Баллотируясь в 1992 году на пост президента, Билл Клинтон предложил развить идею так называемой «стипендии надежды»[86]. План Клинтона, основанный на проведенном раннее в Йельском университете эксперименте, казался весьма элегантным: студенты могли занять деньги на обучение и погашать эти кредиты после окончания учебного заведения в процентах от своего годового дохода, а не посредством обычных фиксированных выплат основной суммы долга вместе с процентами. Иными словами, выпускники вузов, становившиеся инвестиционными банкирами, платили по студенческим кредитам больше, чем выпускники, которые становились школьными консультантами и работали с неблагополучными подростками из бедных районов. В этом, собственно, и заключалась суть идеи. План был призван развеять опасения общества относительно того, что студентам, окончившим колледж или университет с большими долгами, не остается ничего другого, кроме как искать рабочие места, позволяющие хорошо зарабатывать, а не идти работать туда, где можно принести наибольшую пользу людям. В конце концов, довольно трудно выжить на зарплату учителя или социального работника, если долг за учебу составляет 75 тысяч долларов.
В теории эта программа должна была сама себя финансировать.
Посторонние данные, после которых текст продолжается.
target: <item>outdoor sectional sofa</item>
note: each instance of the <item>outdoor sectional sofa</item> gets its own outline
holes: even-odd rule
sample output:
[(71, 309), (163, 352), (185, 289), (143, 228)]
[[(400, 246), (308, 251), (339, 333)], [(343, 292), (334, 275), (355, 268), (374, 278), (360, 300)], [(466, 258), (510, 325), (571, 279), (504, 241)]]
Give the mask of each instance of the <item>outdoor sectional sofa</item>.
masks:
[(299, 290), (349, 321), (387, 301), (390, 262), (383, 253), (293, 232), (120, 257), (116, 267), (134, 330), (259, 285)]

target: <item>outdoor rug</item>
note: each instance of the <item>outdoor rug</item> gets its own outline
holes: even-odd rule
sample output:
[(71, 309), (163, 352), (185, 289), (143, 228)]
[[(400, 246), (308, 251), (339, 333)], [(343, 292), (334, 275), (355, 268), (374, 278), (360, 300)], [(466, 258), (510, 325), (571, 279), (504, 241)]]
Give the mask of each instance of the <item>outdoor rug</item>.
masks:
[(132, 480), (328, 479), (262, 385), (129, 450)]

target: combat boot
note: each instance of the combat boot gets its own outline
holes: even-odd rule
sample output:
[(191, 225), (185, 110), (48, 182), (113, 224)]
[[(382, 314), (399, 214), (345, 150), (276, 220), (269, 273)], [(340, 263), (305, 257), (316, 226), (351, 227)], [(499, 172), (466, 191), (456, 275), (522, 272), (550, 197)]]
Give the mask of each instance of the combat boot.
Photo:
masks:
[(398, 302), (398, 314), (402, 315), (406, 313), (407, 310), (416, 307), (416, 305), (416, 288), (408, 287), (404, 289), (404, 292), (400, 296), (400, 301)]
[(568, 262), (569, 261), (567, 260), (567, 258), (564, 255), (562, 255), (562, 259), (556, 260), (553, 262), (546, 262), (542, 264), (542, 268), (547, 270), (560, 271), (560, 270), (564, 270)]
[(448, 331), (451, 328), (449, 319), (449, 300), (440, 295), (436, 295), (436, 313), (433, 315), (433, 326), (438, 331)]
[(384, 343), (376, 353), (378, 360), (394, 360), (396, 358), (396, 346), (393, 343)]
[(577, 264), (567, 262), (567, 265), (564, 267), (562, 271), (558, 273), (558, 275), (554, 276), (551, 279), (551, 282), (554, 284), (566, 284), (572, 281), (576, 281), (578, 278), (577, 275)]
Администраторы определяют среднюю зарплату, которую студенты с правом на участие в ней будут получать после окончания высших учебных заведений, и подсчитывают долю дохода, которую им нужно будет выплачивать, чтобы покрыть расходы по программе, – скажем, 1,5 процента годового дохода на протяжении пятнадцати лет. Студенты, ставшие нейрохирургами, платят больше среднего показателя; те, кто поехал бороться с тропическими болезнями в Того, меньше. В итоге выплаты молодых специалистов с высоким и низким доходами должны были компенсировать друг друга, и программа была бы безубыточной.